一気に言い終えて、その大きな目から溢れた涙にぎょっとした。初めてそれを見たのは、数馬の告白に頷いた時だった。そして、普段どんな災難にあっても決して泣かない数馬が見せた、これが二度目の涙だった。こいつは弱くはないけれど、決して強い訳ではない。それを、少なくとも自分だけは分かっていてあげなければならないのだと、思った。


「…腫れるぞ」


次々と堰を切ったように溢れる涙を拭おうとした数馬の手を掴んで、それを制した。寄せて見つめる瞳には自分の姿しか映っていなくて。それは当たり前の事なのに、どうしてこうも幸せなのだろう。柔らかい頬に手を添えてその唇に自分のそれを重ねれば、涙の味がした。数馬の、その全てが愛しくて、言葉にしようとしても出来そうもなかった。
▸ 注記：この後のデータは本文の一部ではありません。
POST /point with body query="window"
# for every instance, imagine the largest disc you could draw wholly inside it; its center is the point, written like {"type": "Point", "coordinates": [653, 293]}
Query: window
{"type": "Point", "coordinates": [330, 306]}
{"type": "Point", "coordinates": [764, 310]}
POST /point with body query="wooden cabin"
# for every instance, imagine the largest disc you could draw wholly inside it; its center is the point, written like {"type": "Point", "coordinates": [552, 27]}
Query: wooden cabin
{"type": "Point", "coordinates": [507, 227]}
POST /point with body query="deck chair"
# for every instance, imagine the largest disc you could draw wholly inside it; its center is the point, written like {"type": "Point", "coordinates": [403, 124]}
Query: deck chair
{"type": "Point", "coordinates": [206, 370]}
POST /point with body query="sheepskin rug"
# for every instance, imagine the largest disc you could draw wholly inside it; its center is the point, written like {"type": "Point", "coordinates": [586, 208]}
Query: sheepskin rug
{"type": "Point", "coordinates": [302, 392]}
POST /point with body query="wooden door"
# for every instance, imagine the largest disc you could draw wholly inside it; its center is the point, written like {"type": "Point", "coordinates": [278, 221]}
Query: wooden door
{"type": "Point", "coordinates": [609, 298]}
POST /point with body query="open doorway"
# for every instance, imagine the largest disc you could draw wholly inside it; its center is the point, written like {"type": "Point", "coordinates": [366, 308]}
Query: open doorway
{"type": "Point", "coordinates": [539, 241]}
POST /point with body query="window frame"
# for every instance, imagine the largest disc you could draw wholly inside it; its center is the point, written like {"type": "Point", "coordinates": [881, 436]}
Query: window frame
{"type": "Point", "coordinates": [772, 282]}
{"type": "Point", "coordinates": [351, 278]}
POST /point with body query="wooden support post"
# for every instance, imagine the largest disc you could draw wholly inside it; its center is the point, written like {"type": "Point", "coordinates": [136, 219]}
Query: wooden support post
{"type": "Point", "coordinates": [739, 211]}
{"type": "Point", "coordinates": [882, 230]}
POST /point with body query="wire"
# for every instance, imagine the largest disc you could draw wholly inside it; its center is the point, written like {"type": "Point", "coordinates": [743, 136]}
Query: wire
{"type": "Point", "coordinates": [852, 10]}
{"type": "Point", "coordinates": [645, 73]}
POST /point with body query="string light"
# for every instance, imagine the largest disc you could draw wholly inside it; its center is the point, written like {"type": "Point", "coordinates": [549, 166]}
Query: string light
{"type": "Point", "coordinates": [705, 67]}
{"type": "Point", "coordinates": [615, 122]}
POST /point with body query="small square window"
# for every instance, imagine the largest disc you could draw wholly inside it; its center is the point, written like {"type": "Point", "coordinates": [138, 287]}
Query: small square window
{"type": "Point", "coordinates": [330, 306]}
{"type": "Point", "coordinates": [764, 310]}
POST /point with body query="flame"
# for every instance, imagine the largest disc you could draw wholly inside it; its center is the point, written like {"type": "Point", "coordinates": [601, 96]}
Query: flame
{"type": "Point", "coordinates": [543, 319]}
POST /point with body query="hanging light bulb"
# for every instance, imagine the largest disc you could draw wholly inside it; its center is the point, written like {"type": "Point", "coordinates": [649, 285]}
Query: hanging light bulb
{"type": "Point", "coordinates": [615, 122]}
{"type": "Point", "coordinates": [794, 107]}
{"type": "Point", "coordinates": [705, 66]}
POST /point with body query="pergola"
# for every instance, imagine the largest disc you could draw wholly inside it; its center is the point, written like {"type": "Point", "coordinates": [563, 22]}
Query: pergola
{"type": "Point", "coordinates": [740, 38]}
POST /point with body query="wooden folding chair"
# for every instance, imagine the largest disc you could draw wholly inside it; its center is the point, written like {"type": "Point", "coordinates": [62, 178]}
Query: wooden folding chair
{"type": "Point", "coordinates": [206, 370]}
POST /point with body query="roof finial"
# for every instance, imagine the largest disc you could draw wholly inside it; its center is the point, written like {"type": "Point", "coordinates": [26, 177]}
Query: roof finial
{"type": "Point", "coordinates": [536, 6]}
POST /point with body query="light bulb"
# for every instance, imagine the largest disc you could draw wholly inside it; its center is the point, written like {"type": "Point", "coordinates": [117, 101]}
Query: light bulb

きっとこの気持ちに見合う言葉なんて存在しない。どうやったって伝えきれない。けれど、自分のことに鈍感な数馬に、これを仕舞っていたって意味がないから。だから、少しずつでも伝えたい。


「しょっぱい」
「…う、あぁ…やだ…ごめん」
「どうして?」
「…だって、恥ずかしい」
「ばーか、心配すんな」


柔らかい髪を手にとって、それに口付けた。不器用だから上手な伝え方とか分からないし照れ臭いけれど、それは精一杯の誓いだった。

「どんなお前だって、俺は好きだから」
「…、うん」
「俺の中のお前の大きさ、知らねぇだろ」
「……ごめん」
「ん?」
「僕、幸せだ」


そう言って、泣き濡れた顔がようやく笑った。それは自分が知るどの笑顔よりも、綺麗だった。